One of them is the house where the 1989 movie Steel Magnolias was filmed. The story’s author, Robert Harling, lives at the restored 1830 Oaklawn Plantation on the Cane, south of Natchitoches.
There’s wildlife: We saw an alligator swimming and a handful of stately great white herons standing ankle-deep or gliding low over the water. It was getting dark, with lights flickering on along the shore when the trip was over.
If historic Natchitoches isn’t on picture postcards, it should be, at least the way it appeared from the boat as we chugged back to the dock. Sunset had transformed the main street into art, the row of quaint buildings silhouetted black and neatly framed against a background of fiery orange and amber.
Where To Stay and Play
Eagle Nest Hidden Lake Resort is an 86-acre property located about 9 miles north of Nacogdoches. The resort offers 18 RV sites overlooking the lake and includes 30/50-amp electric service, water and sewer hookups for $40 per night. Fishing is available, and pets are welcome.

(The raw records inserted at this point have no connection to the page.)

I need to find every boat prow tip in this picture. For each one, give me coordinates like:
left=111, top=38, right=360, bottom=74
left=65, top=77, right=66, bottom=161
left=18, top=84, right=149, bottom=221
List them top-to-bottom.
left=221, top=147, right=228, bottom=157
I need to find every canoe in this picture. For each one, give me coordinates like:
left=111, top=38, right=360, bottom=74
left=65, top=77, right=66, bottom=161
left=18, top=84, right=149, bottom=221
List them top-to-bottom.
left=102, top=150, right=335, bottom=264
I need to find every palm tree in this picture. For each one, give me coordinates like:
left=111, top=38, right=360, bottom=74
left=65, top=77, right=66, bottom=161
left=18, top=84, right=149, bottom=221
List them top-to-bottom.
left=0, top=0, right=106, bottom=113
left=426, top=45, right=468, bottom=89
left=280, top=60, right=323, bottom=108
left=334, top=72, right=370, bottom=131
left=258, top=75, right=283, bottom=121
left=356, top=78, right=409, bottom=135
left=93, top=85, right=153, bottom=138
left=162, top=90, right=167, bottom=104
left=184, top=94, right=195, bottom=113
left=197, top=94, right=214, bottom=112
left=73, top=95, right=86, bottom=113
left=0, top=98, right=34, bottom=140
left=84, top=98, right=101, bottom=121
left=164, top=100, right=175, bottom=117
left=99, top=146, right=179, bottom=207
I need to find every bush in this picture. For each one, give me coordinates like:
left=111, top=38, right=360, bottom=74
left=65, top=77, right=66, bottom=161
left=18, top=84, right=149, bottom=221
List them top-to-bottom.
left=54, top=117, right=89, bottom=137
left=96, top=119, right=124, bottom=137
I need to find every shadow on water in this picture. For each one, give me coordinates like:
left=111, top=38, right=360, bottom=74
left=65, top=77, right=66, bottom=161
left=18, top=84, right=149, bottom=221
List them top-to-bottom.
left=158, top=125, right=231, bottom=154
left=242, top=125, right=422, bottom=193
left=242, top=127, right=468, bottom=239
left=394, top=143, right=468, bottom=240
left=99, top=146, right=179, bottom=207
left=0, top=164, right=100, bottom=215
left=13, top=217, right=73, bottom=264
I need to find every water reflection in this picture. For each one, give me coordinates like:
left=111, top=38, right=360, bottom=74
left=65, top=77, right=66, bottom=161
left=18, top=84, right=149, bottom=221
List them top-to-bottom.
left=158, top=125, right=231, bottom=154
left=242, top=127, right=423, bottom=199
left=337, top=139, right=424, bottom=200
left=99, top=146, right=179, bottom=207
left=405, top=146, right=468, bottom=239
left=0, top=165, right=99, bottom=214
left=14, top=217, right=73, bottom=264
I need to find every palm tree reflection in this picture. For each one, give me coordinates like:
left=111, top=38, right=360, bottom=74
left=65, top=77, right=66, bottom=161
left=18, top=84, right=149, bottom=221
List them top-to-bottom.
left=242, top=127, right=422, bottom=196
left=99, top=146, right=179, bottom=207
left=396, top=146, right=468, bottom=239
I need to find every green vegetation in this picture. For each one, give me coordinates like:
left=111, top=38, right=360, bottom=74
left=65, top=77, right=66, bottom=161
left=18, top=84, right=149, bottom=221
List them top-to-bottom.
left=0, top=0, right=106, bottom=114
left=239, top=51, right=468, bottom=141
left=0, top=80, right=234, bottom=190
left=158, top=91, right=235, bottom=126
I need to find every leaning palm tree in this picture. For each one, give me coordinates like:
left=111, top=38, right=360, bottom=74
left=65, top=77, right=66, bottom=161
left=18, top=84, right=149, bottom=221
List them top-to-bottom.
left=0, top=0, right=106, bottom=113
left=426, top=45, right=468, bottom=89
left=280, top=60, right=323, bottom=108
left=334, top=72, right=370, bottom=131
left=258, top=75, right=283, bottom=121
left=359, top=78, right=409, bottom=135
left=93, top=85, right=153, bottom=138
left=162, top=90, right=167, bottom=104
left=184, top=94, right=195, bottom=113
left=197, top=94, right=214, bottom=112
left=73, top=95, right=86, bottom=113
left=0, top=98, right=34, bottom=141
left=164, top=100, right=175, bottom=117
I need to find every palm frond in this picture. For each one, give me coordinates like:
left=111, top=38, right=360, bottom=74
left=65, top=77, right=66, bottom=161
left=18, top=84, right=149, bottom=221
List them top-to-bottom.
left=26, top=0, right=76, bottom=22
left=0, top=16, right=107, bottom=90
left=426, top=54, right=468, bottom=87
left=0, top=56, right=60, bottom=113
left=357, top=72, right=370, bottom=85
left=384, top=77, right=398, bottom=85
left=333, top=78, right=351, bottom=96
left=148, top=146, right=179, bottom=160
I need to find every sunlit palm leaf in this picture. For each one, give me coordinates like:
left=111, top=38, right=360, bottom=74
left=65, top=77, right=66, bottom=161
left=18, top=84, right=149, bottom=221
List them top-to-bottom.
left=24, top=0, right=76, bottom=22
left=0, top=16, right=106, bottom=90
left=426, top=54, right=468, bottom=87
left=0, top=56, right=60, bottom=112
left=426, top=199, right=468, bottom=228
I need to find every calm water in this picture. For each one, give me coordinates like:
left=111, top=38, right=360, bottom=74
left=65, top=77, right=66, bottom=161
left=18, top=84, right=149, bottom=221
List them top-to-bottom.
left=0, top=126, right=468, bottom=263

Cypress Bend Park includes 70 back-in sites and one pull-through, all with 30/50-amp electricity, water and sewer hookups. Waterfront sites cost $35 per night; others are $25.
Toledo Bend RV Resort and Cabins, a Good Sam Park, has 40 RV sites with large concrete patios and full hookups, a game room, pool, two boat launches and a nature trail to Toledo Bend Lake. Good Sam members get a discount on the nightly fees, which range from $44 to $54.
Grand Ecore RV Park, a Good Sam Park, offers 59 paved sites (24 pull-throughs), all with water, sewer, 20/30/50-amp electric service, a picnic table and a fire ring with a grill. There’s a playground, an accessible bathhouse, a picnic pavilion, a laundry facility and free high-speed Wi-Fi. Cost is $48 per night; $40 for Good Sam members.